Le timing semble parfait puisque ces nouvelles normes prudentielles seront applicables en 2025 en même temps que MiCA, ce qui amènera plus de clarté au cadre réglementaire pour les acteurs bancaires et leurs activités et favorisera l’adoption des cryptomonnaies.

Les défis réglementaires de l’adoption de MiCA par les banques : naviguer dans des eaux agitées

Si tous les aspects réglementaires semblent inciter les banques à étendre leurs activités aux crypto-actifs, il existe cependant des freins liés à certains risques.

Les risques réputationnels : l’affaire FTX

Les banques sont particulièrement sensibles à leur réputation, qui peut être mise à mal par des scandales ou des controverses.

Exemple : l’affaire FTX est un exemple marquant du risque de réputation que les banques peuvent encourir lorsqu’elles s’engagent dans le domaine des crypto-actifs.

Pour rappel, FTX est une plateforme d’échange de crypto-actifs dirigée par Sam Bankman-Fried et située au Bahamas. Elle a été au cœur d’une série de controverses qui ont sérieusement entaché sa réputation. En effet, la plateforme a été accusée de vendre des actifs fictifs à ses clients, qui n’étaient pas soutenus par des fonds réels. Cela a causé de graves problèmes lorsque les clients ont voulu retirer leurs fonds. De plus, Alameda Research, une autre entreprise dirigée par Sam Bankman-Fried, a été accusée de siphonner des fonds des clients de FTX pour se financer.

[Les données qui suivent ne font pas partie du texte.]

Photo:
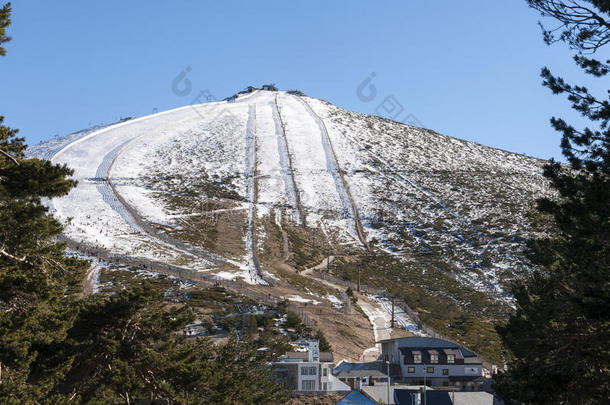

À noter : ces problèmes ne sont pas liés à la blockchain ou aux crypto-actifs mais à la gestion de ces actifs par les dirigeants de FTX. Cela souligne l’importance pour les banques de comprendre et de gérer correctement les risques associés à l’engagement dans le domaine des crypto-actifs.

Les risques de hacks

Les risques liés à la sécurité sont une autre préoccupation majeure pour les banques lorsqu’il s’agit de s’engager dans le domaine des crypto-actifs. Selon le site DefiLlama, le montant total des hacks dans le domaine des crypto-actifs en 2022 s’élevait à 3,8 milliards de dollars.

Malgré la préoccupation suscitée par ces chiffres, il est essentiel de souligner que le rapport de Chainalysis indique que l’activité criminelle associée aux crypto-actifs représente une infime partie du volume total, soit moins de 1 %.

En effet, la part de toute l’activité de crypto-actifs associée à l’activité illicite a augmenté pour la première fois depuis 2019, passant de 0,12 % en 2021 à 0,24 % en 2022. Cependant, malgré cette augmentation cette année, le crime en tant que part de toute l’activité crypto est toujours en baisse.

Que signifient ces données ? Bien que les crypto-actifs présentent des risques, ils ne sont pas nécessairement plus élevés que ceux associés à d’autres formes de transactions financières. Pour les banques, l’important est de comprendre ces risques et de mettre en place des mesures de sécurité et les dispositifs de conformités appropriés. L’adoption de réglementations telles que MiCA peut aider à atténuer ces risques en établissant des normes claires pour les prestataires de services sur actifs numériques (PSAN), y compris en matière de fonds propres et d’assurance.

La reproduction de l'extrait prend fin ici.